Suara.com - Aksi turun ke jalan yang diiringi kerusuhan harus terjadi di beberapa wilayah di Papua dalam beberapa hari belakangan. Dipicu oleh kejadian di wilayah Jawa Timur (Malang dan Surabaya) yang berujung pada pengepungan dan penangkapan di asrama atau Wisma Mahasiswa Papua, insiden yang diwarnai tindakan-tindakan rasialis atau rasisme itu pun direspons dengan aksi massa di Papua.

Berbagai pihak, termasuk pejabat pemerintahan daerah, bahkan hingga Presiden RI Joko Widodo (Jokowi), pun harus unjuk bicara demi berusaha menenangkan situasi ini. Termasuk di antaranya melalui permohonan maaf secara terbuka yang antara lain disampaikan oleh Gubernur Jawa Timur Khofifah Indar Parawansa. Sejumlah langkah penyelesaian, termasuk pertemuan dan dialog pun digelar, meski belum bisa memastikan situasi mereda.

Terkait rangkaian peristiwa itu, Suara.com pun berkesempatan berkomunikasi dengan Ketua Aliansi Mahasiswa Papua (AMP), Jhon Gobai, demi mendapatkan perspektif maupun sikap mereka terhadap semua ini. Berikut petikan wawancara dengannya:

Sebenarnya apa yang terjadi di Malang dan Surabaya menjelang 17 Agustus lalu? Apa benar seperti yang dituduhkan ormas-ormas bahwa ada pembuangan bendera (Merah Putih)?

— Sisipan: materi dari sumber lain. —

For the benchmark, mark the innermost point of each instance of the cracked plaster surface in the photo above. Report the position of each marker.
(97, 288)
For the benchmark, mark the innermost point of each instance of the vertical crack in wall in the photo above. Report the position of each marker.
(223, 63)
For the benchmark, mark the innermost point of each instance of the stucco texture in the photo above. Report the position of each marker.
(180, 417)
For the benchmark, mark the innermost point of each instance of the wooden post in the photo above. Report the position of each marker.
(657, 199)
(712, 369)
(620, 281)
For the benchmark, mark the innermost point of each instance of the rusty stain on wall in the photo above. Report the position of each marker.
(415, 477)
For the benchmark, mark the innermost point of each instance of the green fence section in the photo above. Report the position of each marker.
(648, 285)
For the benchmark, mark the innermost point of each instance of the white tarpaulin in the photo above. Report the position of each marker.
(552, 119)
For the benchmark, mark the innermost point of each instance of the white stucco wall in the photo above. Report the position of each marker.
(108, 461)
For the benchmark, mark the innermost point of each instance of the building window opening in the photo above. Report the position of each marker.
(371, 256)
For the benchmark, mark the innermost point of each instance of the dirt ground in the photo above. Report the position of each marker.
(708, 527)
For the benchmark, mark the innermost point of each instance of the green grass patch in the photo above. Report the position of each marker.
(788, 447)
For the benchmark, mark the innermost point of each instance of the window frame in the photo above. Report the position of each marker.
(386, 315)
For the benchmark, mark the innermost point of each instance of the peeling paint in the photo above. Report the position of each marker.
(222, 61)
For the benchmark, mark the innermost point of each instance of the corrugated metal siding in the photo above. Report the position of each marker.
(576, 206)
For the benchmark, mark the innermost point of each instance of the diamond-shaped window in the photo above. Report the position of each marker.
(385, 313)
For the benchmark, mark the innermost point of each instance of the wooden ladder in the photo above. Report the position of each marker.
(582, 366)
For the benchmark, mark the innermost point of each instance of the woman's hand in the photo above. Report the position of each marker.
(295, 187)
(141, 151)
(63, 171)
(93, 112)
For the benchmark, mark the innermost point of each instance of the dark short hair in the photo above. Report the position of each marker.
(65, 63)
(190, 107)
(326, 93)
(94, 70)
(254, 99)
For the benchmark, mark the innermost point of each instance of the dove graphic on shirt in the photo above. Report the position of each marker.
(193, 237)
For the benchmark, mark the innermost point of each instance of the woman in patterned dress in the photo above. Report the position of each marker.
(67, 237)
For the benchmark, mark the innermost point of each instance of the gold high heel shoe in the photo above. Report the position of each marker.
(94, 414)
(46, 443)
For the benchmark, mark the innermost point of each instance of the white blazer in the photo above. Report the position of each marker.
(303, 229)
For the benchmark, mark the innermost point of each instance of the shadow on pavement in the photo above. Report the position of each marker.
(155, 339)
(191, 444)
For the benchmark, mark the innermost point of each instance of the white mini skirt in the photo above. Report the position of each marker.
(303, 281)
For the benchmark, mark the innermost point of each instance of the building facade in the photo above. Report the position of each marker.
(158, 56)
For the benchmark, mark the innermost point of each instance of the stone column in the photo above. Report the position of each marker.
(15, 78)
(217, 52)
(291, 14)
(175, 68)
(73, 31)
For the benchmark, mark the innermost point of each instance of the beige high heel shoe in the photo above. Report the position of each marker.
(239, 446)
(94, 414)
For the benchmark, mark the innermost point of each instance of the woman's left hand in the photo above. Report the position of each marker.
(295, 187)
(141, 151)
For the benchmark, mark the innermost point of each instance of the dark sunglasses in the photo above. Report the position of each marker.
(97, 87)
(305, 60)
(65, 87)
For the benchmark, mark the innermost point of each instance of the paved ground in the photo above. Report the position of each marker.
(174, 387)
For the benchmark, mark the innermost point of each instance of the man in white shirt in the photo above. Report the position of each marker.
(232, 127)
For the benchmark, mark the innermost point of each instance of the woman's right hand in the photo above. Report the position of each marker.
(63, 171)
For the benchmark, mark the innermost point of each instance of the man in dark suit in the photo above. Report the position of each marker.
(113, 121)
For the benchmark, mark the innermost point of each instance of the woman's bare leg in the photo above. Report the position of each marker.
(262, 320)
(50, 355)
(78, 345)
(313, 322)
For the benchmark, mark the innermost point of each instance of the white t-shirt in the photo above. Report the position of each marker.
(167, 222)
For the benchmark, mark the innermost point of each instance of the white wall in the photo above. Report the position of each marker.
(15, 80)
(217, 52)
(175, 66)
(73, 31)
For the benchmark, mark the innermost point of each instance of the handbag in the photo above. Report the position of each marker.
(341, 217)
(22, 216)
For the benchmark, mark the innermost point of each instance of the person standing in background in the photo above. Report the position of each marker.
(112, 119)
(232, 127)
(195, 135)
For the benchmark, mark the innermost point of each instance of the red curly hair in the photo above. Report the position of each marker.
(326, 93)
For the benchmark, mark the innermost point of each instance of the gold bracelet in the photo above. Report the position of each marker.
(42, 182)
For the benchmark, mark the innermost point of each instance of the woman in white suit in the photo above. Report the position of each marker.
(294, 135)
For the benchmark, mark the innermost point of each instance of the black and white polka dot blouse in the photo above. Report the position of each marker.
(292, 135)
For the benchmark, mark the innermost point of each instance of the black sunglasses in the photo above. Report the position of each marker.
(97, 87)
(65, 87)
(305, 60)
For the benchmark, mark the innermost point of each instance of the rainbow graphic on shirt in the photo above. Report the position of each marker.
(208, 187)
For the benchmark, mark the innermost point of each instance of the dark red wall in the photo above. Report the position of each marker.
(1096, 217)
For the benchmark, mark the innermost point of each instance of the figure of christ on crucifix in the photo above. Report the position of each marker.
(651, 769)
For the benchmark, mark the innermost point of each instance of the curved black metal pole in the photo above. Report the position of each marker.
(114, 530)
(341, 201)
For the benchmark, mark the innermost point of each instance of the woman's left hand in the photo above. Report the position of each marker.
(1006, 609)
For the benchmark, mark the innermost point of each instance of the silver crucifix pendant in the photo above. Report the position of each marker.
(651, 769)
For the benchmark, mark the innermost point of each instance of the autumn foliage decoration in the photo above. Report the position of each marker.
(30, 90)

Baca Juga: Kisah Mahasiswa Papua di Jakarta: Kami Naik Angkot, Orang Tutup Hidung

Peristiwa itu awalnya terjadi pada tanggal 15 Agustus pagi. Mahasiswa Papua menggelar aksi demonstrasi damai di Kota Malang. Aksi ini mengangkat isu Perjanjian New York tahun 1962, di mana perjanjian itu antara Indonesia, Belanda dan Amerika yang membahas penguasaan Papua. Mahasiswa Papua dalam aksi itu mengungkap sejarah penguasaan Papua oleh Indonesia dengan melanggar perjanjian internasional. Sebab dalam Perjanjian New York, Belanda dan Amerika menyepakati wilayah Papua diserahkan kepada Indonesia untuk menyiapkan proses penentuan nasib sendiri bagi bangsa Papua.

Ketika itu, massa aksi dari mahasiswa Papua mendapat serangan verbal dan fisik. Mereka dimaki menggunakan nama binatang sekaligus dipukul, dan dilempari oleh ormas reaksioner (Pemuda Pancasila) serta aparat berpakaian preman. Akibatnya, 6 orang terluka parah.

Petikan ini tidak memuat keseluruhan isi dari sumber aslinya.